00:06:53.260 The second thing to keep in mind is that when you have more employers, you end up with more
00:06:58.940 employees. This is something that the Swedes told us when we were in their country last year talking
00:07:04.280 with people about healthcare. And I thought this is a great way of explaining it. Because when you
00:07:08.940 have a more vibrant healthcare sector, you have more choices for people in the healthcare sector in
00:07:14.800 terms of where they want to work. Right now in Canada, you often have doctors and nurses graduating
00:07:20.740 and they look around and often the option is, well, I work in the government system or I go somewhere
00:07:26.900 else. Well, if they had more choices in Canada, then we could retain more doctors, we could retain
00:07:32.040 more nurses, we wouldn't have the shortages that we have right now. And I know it's not perfectly
00:07:37.400 analogous, but I would also say that we could look at the education system. It's another regulated
00:07:41.920 professional designation to be a teacher. We have private schools. We have not seen this mass exodus of
00:07:48.360 public school teachers to private schools because we also forget that people are motivated by different
00:07:52.720 things. People that go into healthcare are motivated by different things. You may really want to be
00:07:56.620 in a hospital and a family medicine practice and you'll stay in the system because it offers you
00:08:01.060 something. Yeah, I mean, I love that example. We've used it too, Andrew, because it's such a good
00:08:05.880 comparison.
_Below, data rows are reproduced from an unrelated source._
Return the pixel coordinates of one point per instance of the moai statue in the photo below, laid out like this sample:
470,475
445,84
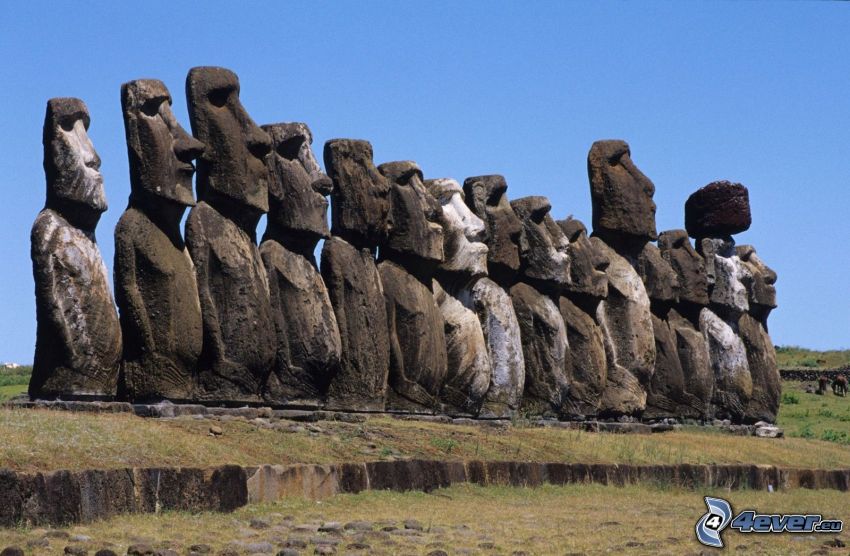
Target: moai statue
683,319
308,342
464,262
623,223
155,283
486,197
579,302
239,334
712,215
359,212
544,273
78,343
667,396
752,326
407,261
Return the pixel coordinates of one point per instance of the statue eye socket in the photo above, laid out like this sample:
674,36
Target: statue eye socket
219,97
151,107
289,148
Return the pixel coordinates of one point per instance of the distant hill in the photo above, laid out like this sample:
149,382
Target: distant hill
795,356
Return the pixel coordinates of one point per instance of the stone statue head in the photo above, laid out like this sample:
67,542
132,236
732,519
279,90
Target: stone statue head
621,194
545,261
297,186
233,165
360,201
159,149
71,165
486,197
760,283
688,265
463,233
727,276
414,225
587,263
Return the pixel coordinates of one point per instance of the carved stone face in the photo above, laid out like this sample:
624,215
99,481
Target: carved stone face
726,280
587,264
297,186
546,258
760,285
360,201
233,164
414,227
71,165
486,197
159,149
621,194
689,266
463,232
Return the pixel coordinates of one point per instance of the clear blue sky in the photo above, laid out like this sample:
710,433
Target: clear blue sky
756,92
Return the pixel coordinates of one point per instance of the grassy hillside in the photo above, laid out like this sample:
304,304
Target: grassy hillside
48,440
463,519
795,356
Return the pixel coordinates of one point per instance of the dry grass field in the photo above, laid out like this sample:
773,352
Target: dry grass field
49,440
464,519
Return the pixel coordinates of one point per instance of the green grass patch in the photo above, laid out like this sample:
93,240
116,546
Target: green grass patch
795,356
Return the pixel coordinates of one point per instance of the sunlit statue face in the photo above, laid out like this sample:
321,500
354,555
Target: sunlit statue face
297,186
486,196
414,227
160,150
760,285
71,164
546,258
463,232
233,164
587,264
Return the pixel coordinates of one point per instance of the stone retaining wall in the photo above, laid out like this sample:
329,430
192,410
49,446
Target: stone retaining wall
66,497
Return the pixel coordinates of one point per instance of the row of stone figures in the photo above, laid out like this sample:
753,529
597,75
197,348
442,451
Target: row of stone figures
432,296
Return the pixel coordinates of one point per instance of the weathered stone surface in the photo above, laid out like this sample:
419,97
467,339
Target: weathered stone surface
720,208
408,258
626,323
733,383
78,340
468,368
694,358
308,341
486,197
418,360
502,334
759,281
356,294
239,334
415,234
752,326
545,271
761,361
464,251
689,266
360,198
587,264
155,284
545,350
464,262
621,194
587,372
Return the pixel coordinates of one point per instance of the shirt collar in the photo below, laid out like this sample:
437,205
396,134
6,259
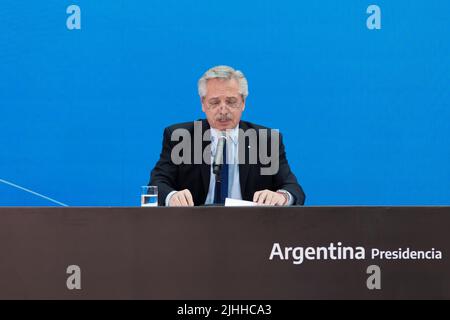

You, across Canada, we have choices for parents. You can put your kids in the government run
00:08:12.980 system or you can pay for, you know, private school, independent school, whatever. And the vast majority of
00:08:19.500 Canadians still choose the public system and that's totally fine. But when those do decide, some
00:08:23.920 parents decide on private options, again, they're taking pressure off of those, those public school
00:08:29.000 systems. The point about, you know, choice for, for workers is important. Here's a crazy number that
00:08:36.260 we were able to calculate using some data from the state of Michigan is that there's nearly 2000 nurses
00:08:43.140 who live in Ontario and get up each day for work and they cross the border into Michigan
00:08:49.380 primarily working in the Detroit area. Like that is huge. And we talked to them, we surveyed them.
00:08:56.520 We said, well, why are you doing this? And the number one reason it actually wasn't compensation.
00:09:01.000 It was the availability of work. They had the types of work, like positions that they wanted.
00:09:08.120 But the second reason was compensation and right behind it was working conditions. And many of them
00:09:14.600 noted that they could get these jobs in Michigan. They were the way that they wanted them. They had,
00:09:21.740 they were full time, came with benefits. They came with a predictable schedule. I mean, you,
00:09:28.800 you had a competitive environment in Michigan where they were having employer, employers competing to
00:09:35.300 attract these workers and finding ways to give them the type of work arrangements that they wanted.
00:09:41.160 Whereas in Ontario, they were looking at it and they're looking at the government system and saying,
00:09:45.560 no, I just don't want to work there. And this has been a problem for a long time. You can't blame
00:09:50.040 the current government. You can't blame even, I don't think the former government, because it's just,
00:09:54.340 it's the problem when you have this monopolistic environment.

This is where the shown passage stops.